As far as we know from what science tells us, everything eventually ceases to exist, including so-called “non-living” things, at least in their current state.  I believe the 2nd Law of Thermodynamics implies that everything in the Universe will eventually break down into energy, and this event is referred to as the “Heat Death of the Universe.”

A (suddenly worried sick, looking pale, and about to burst into tears): THE HEAT DEATH OF THE UNIVERSE?!

B: Calm down!  Don’t worry, it’s predicted to not come about for another, oh, approximately one bajillion years.

Here, why don’t you drink some more lemonade.

Anyway.  What was I saying?  Ah, yes.  I was going off about “purpose.”  So what interminable purpose could our existences possibly serve?

Definition.  A state of existence of something has a purpose if that thing, while in that state, has potential to make a permanent/eternal difference in the total amount of happiness experienced by one or more other objects in the Universe, regardless of the size of that difference.

Therefore, if nothing in the universe is different (or ”better,” or has been helped, or improved) after something has passed through a certain state of existence, then that thing may as well have not existed in that state at all.  By this definition, if there is no God, and no afterlife, then nothing has a purpose, since everything is mortal, or will not last eternally in its present state of existence, and eventually in no state of existence at all.  On the other hand, if there is a God, then by this definition EVERYTHING has a purpose, assuming God created all things.  If He did, then it was for whatever (eternal) purpose He wanted those things to fulfill.  For instance, certainly each of us has a purpose in this (mortal) state of existence, if it affects what becomes of us in our next state of existence, whatever that is.

A: Are you saying that God defies the 2nd Law of Thermodynamics?

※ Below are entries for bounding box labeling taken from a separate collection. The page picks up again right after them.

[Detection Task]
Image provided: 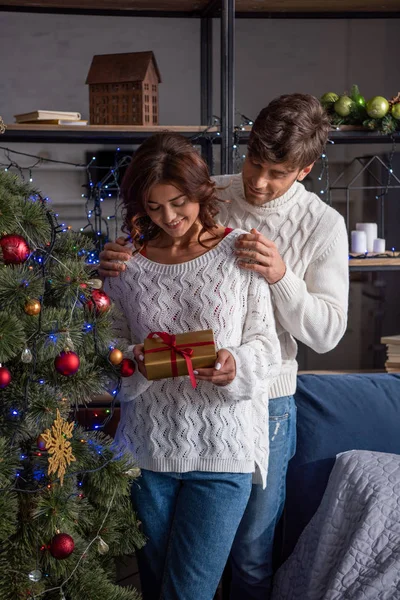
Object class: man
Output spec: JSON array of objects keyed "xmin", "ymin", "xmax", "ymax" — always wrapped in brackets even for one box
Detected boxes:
[{"xmin": 100, "ymin": 94, "xmax": 349, "ymax": 600}]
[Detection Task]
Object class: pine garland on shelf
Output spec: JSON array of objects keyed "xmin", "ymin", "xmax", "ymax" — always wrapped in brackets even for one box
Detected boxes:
[{"xmin": 0, "ymin": 172, "xmax": 143, "ymax": 600}]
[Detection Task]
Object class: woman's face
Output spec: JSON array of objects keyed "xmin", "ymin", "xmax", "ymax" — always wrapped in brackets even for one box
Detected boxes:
[{"xmin": 146, "ymin": 183, "xmax": 200, "ymax": 238}]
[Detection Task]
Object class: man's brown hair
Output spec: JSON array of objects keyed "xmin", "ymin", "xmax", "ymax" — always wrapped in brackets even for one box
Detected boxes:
[{"xmin": 248, "ymin": 94, "xmax": 330, "ymax": 169}]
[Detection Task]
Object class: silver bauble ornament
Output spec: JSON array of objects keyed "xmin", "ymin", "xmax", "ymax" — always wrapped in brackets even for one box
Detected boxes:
[{"xmin": 28, "ymin": 569, "xmax": 42, "ymax": 583}]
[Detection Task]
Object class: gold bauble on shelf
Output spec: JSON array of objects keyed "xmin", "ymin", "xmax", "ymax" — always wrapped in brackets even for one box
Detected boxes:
[
  {"xmin": 108, "ymin": 348, "xmax": 124, "ymax": 366},
  {"xmin": 24, "ymin": 299, "xmax": 42, "ymax": 317}
]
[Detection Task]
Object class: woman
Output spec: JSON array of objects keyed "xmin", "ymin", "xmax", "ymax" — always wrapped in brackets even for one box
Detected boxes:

B: If God is to be eternal, then I suppose He does!  Is therefore the 2nd Law of Thermodynamics a proof against the existence of an eternal God?  No, since, as we’ll see later, scientists cannot guarantee eternal truth, due to the assumptions they make – for example about the constancy of nature and its laws – that they don’t know for certain that they can make.  No scientists can guarantee that any “law” they may come up with is eternal.